I often wonder if all parents have these doubts but with adoption there are grounds to the doubts rather than just a feeling of unfounded inadequacy? We know someone else could just as easily be doing our job (and might do it better).

I don't think I'm depressed, I certainly find parenting a lot harder than I expected and I certainly shout more than I'd like, but I think that's probably all within normal levels.

Jellybearlovescake Tue 25-Apr-17 18:23:55

Thank you so much for all the different viewpoints it's helping to get things into some perspective. Im thinking a bit clearer today and think the awful matching process has had an impact- the goalposts were moved several times and jumping through hoops to bring DD home, for a long long time I was terrified she would be moved if I was found lacking in some way. Maybe some of that fear is still there and counselling could help

Claramarion Tue 25-Apr-17 19:36:11

I had three birth children and it was only when the youngest was about five that I felt like they were all mine I think we all feel like fraudsters at time you're possibly over thinking and as for looking for birth parents I have a birth father and a father my birth father I have a very odd conversion to but my father was there for my all my life and he is who i would turn to. I think all parents with birth children adoptive children foster children all have doubts we just have to do our best and you sound as though you are x

crispandcheesesandwichplease Tue 25-Apr-17 21:05:16

Jelly I'm 11 years into this and felt like a fake for years and years. Suddenly, one day, I just realised that I did feel like her proper, real mum.

The process and transition from being child free to completely responsible for a child is not an easy one and for many parents the change in both circumstances and responsibility is a massive adjustment. And as for the constant comparing ourselves to other parents, parents who seem to find parenting a breeze, it's hard to avoid that stuff but ultimately futile. People often only show and say what they're comfortable revealing, sometimes this is not what they actually feel.

Add to that the horrors of going through the assessment for adoption process, the scrutiny , the stress and loss of privacy and it's a bloody miracle that most of us adoptive parents aren't just sat in a corner whimpering.
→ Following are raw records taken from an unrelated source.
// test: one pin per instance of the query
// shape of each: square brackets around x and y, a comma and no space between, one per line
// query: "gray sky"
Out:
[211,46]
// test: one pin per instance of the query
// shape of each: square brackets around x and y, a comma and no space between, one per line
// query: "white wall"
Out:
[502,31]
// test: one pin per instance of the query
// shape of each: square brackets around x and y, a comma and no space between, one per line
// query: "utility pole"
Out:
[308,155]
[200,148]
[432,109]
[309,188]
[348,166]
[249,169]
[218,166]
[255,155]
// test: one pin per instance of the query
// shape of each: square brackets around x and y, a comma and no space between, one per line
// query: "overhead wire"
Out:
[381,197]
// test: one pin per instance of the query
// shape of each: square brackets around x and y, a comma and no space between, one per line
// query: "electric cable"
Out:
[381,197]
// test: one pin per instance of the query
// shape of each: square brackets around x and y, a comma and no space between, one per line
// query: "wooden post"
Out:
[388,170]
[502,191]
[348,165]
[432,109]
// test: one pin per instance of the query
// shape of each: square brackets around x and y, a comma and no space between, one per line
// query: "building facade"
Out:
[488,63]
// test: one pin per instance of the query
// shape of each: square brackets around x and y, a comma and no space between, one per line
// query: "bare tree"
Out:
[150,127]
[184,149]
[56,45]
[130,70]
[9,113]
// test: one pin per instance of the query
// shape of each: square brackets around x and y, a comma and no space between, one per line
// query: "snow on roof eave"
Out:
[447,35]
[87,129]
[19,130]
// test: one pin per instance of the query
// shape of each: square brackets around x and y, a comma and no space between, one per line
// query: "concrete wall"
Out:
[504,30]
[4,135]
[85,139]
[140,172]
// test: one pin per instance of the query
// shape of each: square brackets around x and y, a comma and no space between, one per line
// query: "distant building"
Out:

Add to that the fact that many/most of us are parenting children with higher and more challenging needs. It's extremely tough and demanding and not for the faint hearted. I don't think your experience is that far off from a lot of adopters tbh. What you need is self-confidence and that only comes with experience and practice of parenting your LO. Before long, i assure you, you will be the expert on your LO and you will feel happier. It just takes time.